Protracted war tests US resolve
Washington
The overriding lesson from this week in the "war" on terrorism may be that Americans need to prepare themselves for a conflict that - in terms of length, if not cost - will be unrivaled since the US pulled out of Vietnam nearly 30 years ago.
True, from Day 1, President Bush and his national-security coterie have been telling Americans that the fight will not be over anytime soon. It will have to be fought on many fronts. The costs could be high, including more attacks on the US. And victories - to the extent that they are publicly revealed at all - could be years in coming.
Yet the reality behind the official Washington rhetoric is just beginning to set in, as the military campaign completes its third week, and the news from both the battlefield of Afghanistan and the battlefield of America shows the difficulties in quelling an elusive band of terrorists.
Among the challenges now becoming more obvious:
The appearance that the US is losing the battle for hearts and minds, as almost daily reports of
bombing errors and civilian casualties mount.
The complexities of finding political stability in a post-Taliban Afghanistan.
The approach of the region's brutal winter and the Muslim holy days of Ramadan.
What looks increasingly like a state-based anthrax attack on Americans that many officials here believe could be tied to the Sept. 11 hits on the Pentagon and the World Trade Center.
All this will test the Bush administration's ability to convince Americans, notorious for their short attention span, to stay committed to what could become a "perpetual war," going on for years. At the moment, US public resolve remains high.
"Support for military retaliation is so strong that the possible consequences of going to war - at this point - clearly don't outweigh the public's determination that it is the right thing to do," says Frank Newport, editor-in-chief of the Gallup poll. "Question after question in poll after poll has put in front of the American public ideas about what a real war might entail in terms of human and financial consequence. In response after response, the public perseveres in its support for retaliation."
For example, says Mr. Newport, "this past weekend, we asked about the possibility of up to 5,000 military or civilian deaths resulting from military action, and found that three-quarters or more of those interviewed still supported the concept of a military response, even in the face of these types of casualties."
The Pentagon this week seemed to make a point of trying to lower expectations. At a Defense Department briefing, spokesman Rear Adm. John Stufflebeem, who works for the Joint Chiefs of Staff, was asked what he'd learned about the strengths and the vulnerabilities of Taliban and Al Qaeda forces.

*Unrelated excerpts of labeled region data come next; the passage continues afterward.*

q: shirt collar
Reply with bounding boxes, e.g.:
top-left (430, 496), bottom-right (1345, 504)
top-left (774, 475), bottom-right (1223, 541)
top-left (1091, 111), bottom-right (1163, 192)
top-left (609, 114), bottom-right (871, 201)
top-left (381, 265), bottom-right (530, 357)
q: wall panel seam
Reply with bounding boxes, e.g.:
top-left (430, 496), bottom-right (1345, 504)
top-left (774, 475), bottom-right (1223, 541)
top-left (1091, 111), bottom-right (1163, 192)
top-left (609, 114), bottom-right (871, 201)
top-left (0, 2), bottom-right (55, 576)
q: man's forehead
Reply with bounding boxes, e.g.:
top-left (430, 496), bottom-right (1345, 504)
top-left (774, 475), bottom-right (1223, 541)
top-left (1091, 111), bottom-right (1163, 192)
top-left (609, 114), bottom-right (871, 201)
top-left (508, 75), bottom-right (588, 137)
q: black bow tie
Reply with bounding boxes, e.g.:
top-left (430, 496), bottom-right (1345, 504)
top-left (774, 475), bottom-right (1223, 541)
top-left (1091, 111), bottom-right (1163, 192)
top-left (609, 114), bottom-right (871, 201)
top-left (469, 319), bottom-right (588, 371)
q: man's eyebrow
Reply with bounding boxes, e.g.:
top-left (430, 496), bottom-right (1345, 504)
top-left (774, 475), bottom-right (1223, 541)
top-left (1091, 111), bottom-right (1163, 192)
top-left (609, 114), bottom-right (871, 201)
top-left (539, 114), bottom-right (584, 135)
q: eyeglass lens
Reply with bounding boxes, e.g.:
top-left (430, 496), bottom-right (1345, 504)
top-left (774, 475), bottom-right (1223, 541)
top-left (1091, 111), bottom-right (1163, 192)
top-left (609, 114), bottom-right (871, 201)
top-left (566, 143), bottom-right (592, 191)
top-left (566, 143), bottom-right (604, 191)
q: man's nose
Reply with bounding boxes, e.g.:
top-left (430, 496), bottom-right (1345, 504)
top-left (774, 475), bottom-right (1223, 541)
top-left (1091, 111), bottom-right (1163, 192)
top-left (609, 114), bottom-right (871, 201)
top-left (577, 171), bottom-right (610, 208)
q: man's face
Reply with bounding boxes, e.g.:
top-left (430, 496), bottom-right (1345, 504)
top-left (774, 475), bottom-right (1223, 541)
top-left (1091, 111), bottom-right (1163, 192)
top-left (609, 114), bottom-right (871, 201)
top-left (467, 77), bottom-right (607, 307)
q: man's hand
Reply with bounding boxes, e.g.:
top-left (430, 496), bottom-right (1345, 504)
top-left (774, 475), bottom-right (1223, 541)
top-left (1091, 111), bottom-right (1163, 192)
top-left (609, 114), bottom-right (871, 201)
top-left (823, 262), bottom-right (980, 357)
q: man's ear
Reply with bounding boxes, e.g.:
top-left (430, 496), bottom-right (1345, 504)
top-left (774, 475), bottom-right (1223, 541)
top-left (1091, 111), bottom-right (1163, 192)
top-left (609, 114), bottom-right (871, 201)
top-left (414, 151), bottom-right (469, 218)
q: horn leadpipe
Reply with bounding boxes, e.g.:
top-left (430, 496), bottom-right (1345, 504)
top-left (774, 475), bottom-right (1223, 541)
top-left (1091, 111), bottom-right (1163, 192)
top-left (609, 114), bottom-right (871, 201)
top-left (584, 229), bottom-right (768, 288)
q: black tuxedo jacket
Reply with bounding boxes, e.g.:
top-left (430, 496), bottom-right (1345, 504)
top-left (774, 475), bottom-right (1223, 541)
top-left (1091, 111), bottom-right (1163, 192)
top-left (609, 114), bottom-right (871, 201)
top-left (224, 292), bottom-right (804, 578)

"They are proven to be tough warriors," he acknowledged. "We're in an environment they, obviously, are experts in, and it is extremely harsh."
Yet beyond the air and ground war, there are other indications that Americans need to prepare themselves for an enduring conflict. For example, military and intelligence officials warn that the conflict could be prolonged and the US position weakened by a Taliban program of "denial and deception" that seeks to influence public opinion around the world.
In several areas, says a senior defense official, the Taliban has begun housing its troops in mosques and other village facilities. The regime, said by the US to be sheltering suspected terrorist leader Osama bin Laden, also is placing such military gear as helicopters next to civilian sites rather than at airfields, according to this source, making it much more difficult for the US to attack without either endangering innocent Afghans with aerial bombing or exposing US ground forces to hostile fire.
"They're using fairly classical techniques," says the official.
The Pentagon this week also asked the defense industry for "help in combating terrorism" - another indication that the war won't be over soon.
In what's called a "Broad Agency Announcement," the Defense Department asked military contractors for aid in "defeating difficult targets, conducting protracted operations in remote areas, and developing countermeasures to weapons of mass destruction." "Its objective," the announcement says, "is to find concepts that can be developed and fielded within 12 to 18 months."
While evidence of the duration of the war is just beginning to sink in, US officials are having a hard time countering the almost-daily reports of civilian casualties in Afghanistan - which, over time, could impact the level of support for the war at home and abroad.
One problem is that the reports are difficult to independently verify. The occasional tour of hospitals, tightly controlled by Taliban officials, is "a time-honored technique designed to have a propaganda effect," says a defense official, seen most recently in Serbia and Iraq. (In some cases, the source says, videos repeatedly showed the same corpses and injured persons.)
While the propaganda war goes on, concern is growing among some lawmakers in Washington about the political difficulties of waging a protracted conflict. "Now we're going to get into the tough calls," says Sen. Joseph Biden Jr. (D) of Delaware, chairman of the Foreign Relations Committee.
"Case in point: How much longer does the bombing continue?" he told the Council on Foreign Relations this week. "Because we're going to pay every single hour, every single day it continues. We're going to pay an escalating price in the Muslim world. We're going to pay an escalating price in the region. And that in fact is going to make the aftermath of our, quote, victory more difficult to reconstruct the region."